JSON Performance Tests

I noticed that @kristoffer.carlsson has been working on parsing performance in JSON.jl: A few performance improvements by KristofferC · Pull Request #263 · JuliaIO/JSON.jl · GitHub … and it got me thinking.

When I first created LazyJSON.jl I targeted Julia 0.7-dev at a time when there were a lot of string changes going on. At the time performance comparisons with JSON.jl and JSON2.jl would vary wildly between Julia 0.7-dev nightly builds as various deprecation penalties came and went. Now that Julia 1.0 is out and JSON.jl and JSON2.jl have been updated for Julia 1.0, it seems like a good time to compare performance again.

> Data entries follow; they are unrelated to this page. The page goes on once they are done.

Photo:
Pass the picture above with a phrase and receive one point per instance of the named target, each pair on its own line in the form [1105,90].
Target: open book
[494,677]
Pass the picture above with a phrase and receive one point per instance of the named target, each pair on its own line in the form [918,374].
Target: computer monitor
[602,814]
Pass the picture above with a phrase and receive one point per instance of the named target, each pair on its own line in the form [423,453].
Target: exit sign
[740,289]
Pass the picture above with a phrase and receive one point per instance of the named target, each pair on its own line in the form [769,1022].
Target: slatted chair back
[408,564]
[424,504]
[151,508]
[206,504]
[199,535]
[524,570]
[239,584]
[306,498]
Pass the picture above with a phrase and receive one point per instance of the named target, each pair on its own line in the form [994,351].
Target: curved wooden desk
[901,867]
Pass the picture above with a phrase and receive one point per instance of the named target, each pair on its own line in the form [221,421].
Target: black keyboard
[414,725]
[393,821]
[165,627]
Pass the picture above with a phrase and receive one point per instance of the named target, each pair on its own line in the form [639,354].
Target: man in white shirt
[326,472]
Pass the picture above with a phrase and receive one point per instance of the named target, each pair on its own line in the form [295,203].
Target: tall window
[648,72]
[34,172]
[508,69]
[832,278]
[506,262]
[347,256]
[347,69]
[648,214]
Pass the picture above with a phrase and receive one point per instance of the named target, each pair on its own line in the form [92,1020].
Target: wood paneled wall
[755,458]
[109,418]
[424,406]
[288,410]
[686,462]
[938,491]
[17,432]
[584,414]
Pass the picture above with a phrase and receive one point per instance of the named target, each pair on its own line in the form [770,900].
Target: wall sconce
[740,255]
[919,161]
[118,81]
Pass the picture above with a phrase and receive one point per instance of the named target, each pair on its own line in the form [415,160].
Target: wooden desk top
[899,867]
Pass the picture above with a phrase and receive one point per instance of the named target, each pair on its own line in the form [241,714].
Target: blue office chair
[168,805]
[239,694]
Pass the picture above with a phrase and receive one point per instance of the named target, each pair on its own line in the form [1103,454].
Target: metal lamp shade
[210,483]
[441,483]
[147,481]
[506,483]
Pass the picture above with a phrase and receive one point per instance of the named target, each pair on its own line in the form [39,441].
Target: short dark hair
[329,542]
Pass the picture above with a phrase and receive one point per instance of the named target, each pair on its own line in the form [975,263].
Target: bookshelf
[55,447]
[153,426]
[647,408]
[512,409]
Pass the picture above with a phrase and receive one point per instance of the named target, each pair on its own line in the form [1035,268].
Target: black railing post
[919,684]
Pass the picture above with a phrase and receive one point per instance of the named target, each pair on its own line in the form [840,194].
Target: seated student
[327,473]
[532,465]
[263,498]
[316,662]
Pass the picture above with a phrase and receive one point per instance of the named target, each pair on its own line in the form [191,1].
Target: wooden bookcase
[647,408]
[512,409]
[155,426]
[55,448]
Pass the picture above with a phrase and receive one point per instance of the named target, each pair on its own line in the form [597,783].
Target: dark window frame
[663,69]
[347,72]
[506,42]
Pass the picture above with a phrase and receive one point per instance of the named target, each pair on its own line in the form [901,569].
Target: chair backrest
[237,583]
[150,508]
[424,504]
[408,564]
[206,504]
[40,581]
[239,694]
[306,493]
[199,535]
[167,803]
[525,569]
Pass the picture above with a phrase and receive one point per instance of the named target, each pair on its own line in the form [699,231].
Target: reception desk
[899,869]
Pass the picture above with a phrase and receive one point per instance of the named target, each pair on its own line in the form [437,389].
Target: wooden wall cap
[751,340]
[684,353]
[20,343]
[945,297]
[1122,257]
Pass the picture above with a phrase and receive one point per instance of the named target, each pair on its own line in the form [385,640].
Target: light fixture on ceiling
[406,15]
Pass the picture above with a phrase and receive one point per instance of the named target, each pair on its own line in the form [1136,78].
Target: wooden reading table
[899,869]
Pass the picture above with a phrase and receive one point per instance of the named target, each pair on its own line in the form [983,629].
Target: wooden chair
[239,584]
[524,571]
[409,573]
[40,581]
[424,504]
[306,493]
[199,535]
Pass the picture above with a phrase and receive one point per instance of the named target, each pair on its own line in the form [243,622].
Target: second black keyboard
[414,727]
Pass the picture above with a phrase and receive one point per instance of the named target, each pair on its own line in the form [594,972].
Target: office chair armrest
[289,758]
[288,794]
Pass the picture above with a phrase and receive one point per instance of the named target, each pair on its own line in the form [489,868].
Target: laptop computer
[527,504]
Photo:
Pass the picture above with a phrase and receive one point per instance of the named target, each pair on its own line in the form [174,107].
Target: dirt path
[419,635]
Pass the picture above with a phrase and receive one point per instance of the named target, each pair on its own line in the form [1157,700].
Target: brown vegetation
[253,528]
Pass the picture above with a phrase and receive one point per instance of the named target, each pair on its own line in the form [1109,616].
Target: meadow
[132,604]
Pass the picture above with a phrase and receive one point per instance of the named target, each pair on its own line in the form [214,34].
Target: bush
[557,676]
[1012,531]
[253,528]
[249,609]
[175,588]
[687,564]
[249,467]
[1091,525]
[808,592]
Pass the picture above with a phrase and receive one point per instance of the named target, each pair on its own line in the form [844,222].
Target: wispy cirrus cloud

These tests compare LazyJSON.jl to @kristoffer.carlsson’s kc/opt branch and JSON2.jl v0.2.3.

Test code is here: LazyJSON.jl/benchmark.jl at master · JuliaCloud/LazyJSON.jl · GitHub

LazyJSON.jl seems to take about the same time as JSON.jl to do flat non-lazy parsing to Julia Dict/Array etc (sometimes a bit faster, sometimes a bit slower).
In lazy mode LazyJSON.jl is orders of magnitude faster when only part of the input data is used.

@fengyang.wang what are your thoughts on either adding lazy parsing as an option in JSON.jl or replacing the current parser with a lazy parser? (One thing that would have to be done is to add a validation option to do strict JSON syntax checking for use cases where that is required. As it stands the Lazy parser will ignore some JSON syntax errors due to lazyness).

@quinnj Can you comment on the JSON2 results? I know that JSON2 is optimised for marshalling/unmarshalling, so perhaps my tests that result in JSON2 returning NamedTuples are a degenerate case. In test6 I tried to test JSON2’s direct-to-struct parsing in a way that seems to me to be “how JSON2 is intended to be used”, but it still seems a bit slow. Perhaps you can suggest a test case that would best demonstrate JSON2’s strengths.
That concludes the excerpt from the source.